Il gesto di papa Francesco solo in piazza San Pietro, per esempio, mi ha colpito profondamente. Questo Papa è importantissimo, con la forza della sua semplicità. Io dico mezz’ora di preghiere tutte mattine, mentre mia moglie dice tutte le sere il Rosario ed è sempre attaccata a Tv2000. Mia moglie mi ha riportato vicino alla religione, prega sempre, ha una generosità incredibile. Dicono che sia esagerata, ma, come mi disse un sacerdote una volta, non si è mai esagerati ad essere buoni.

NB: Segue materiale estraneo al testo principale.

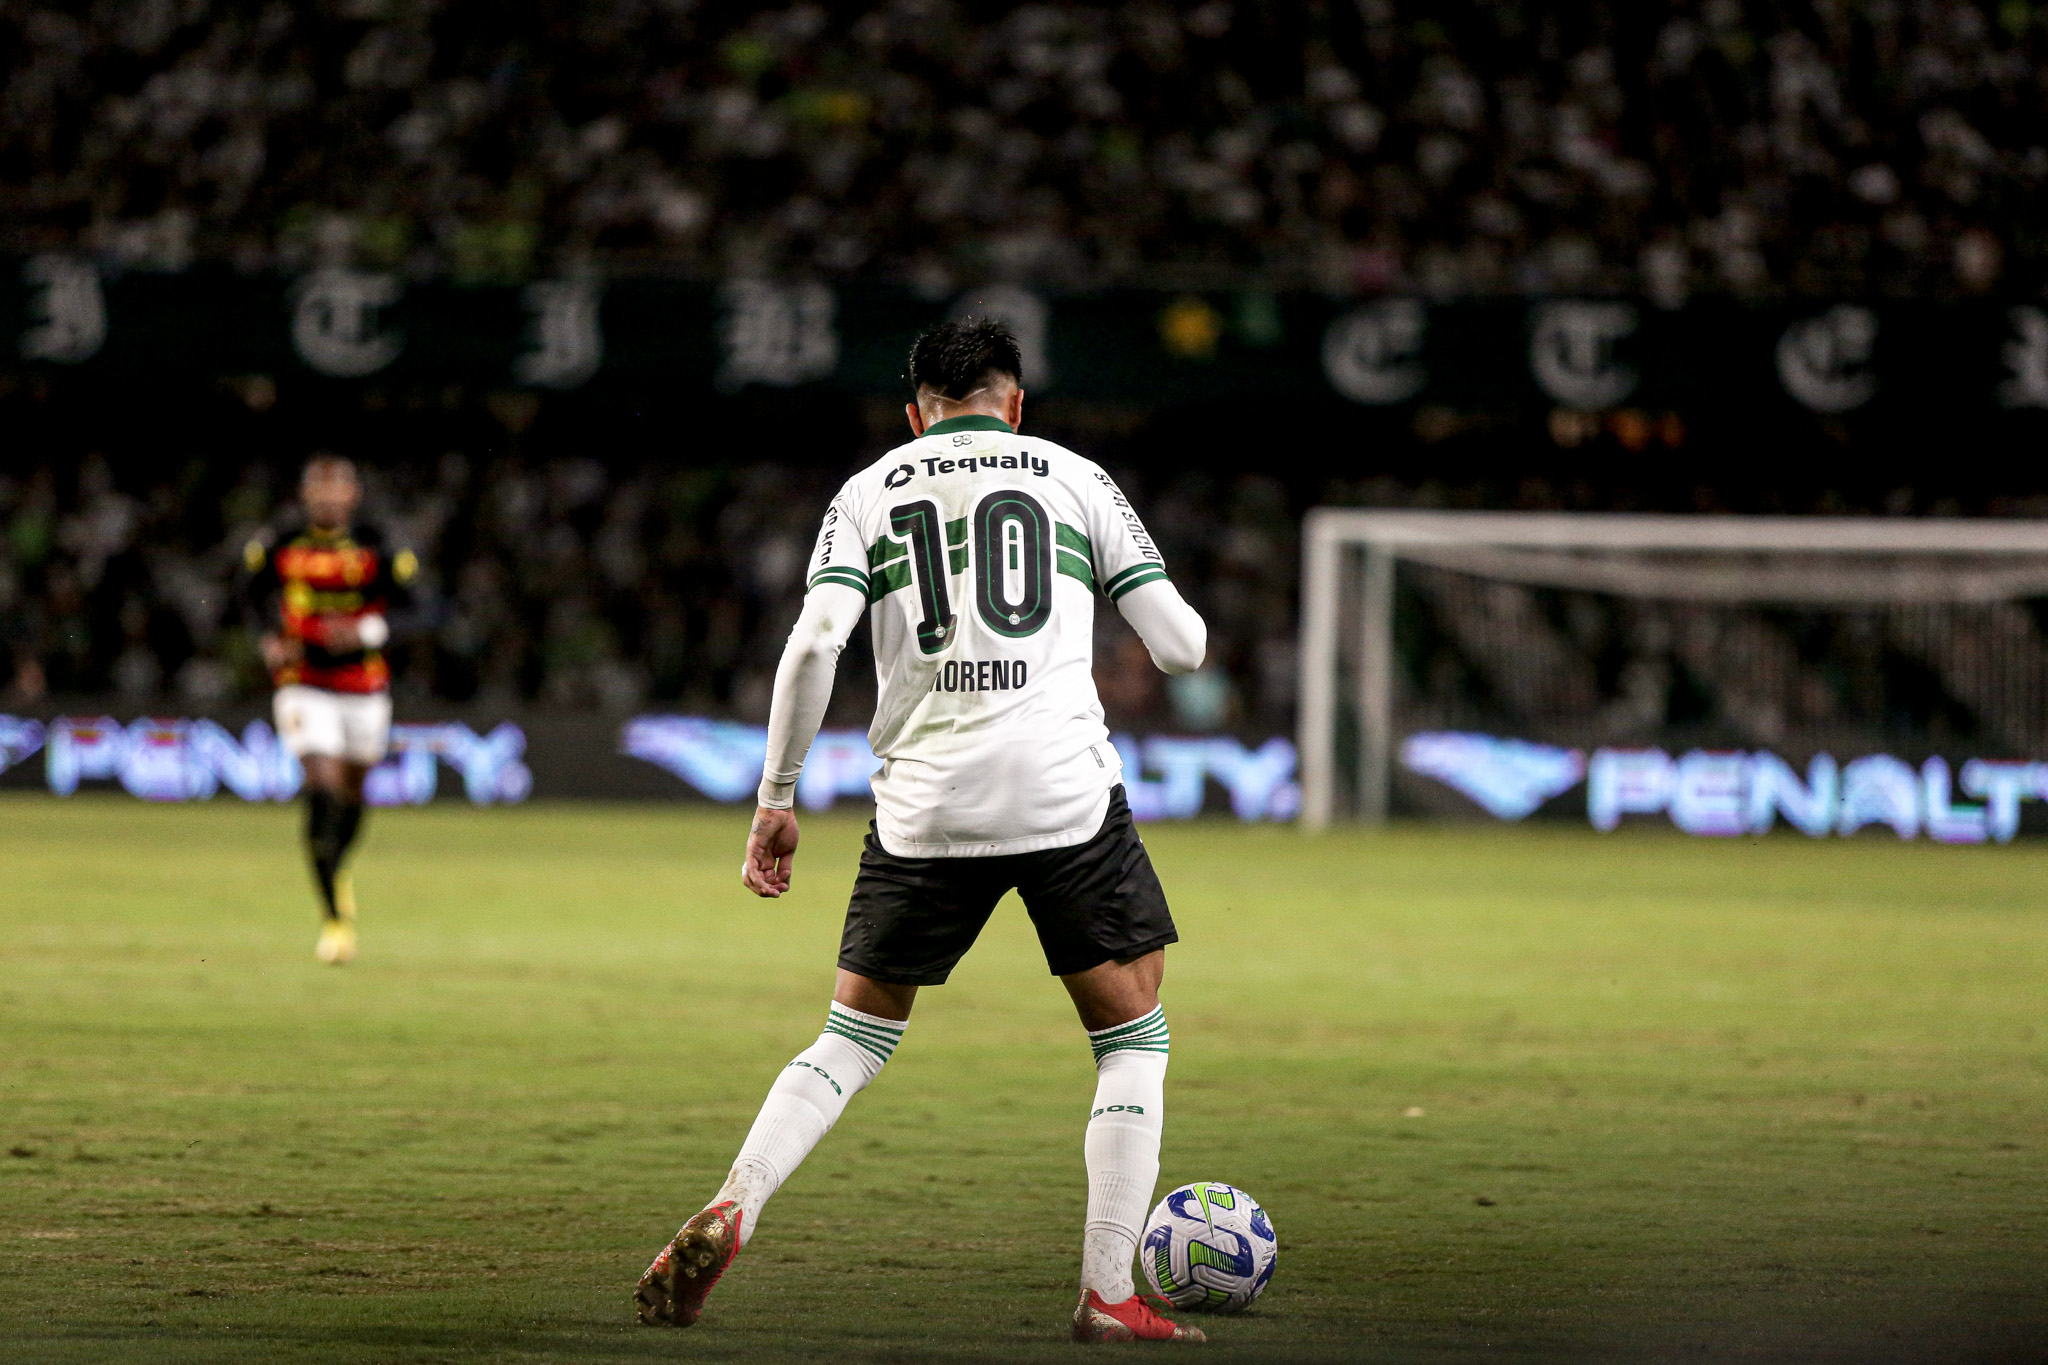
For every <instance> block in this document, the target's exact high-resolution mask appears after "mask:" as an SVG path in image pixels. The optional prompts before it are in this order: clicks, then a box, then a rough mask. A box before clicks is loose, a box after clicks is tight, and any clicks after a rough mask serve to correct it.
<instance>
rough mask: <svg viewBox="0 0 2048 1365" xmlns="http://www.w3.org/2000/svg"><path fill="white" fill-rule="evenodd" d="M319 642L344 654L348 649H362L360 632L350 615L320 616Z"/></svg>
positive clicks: (349, 649) (338, 653)
mask: <svg viewBox="0 0 2048 1365" xmlns="http://www.w3.org/2000/svg"><path fill="white" fill-rule="evenodd" d="M319 643H322V645H326V647H328V649H332V651H334V653H338V655H344V653H348V651H350V649H362V632H360V630H358V628H356V622H354V618H352V616H322V618H319Z"/></svg>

Come ne usciremo da tutto questo?
Dopo aver superato alcuni dolori nella vita, mi sono persuaso che noi abbiamo una logica da umani, mentre la logica divina segue altre strade che noi non conosciamo. Personalmente penso che non si debba fare mai del male a nessuno, capire gli altri e di perdonarli. Per il resta, ci mette una pezza il Signore. Io stesso, non sono convinto di avere scritto da me le mie canzoni: io ho un canale in cui le cose mi arrivano, un canale che no so nemmeno se me lo merito. E lo possono avere tutti coloro agiscono non per denaro ma perché le cose siano positive.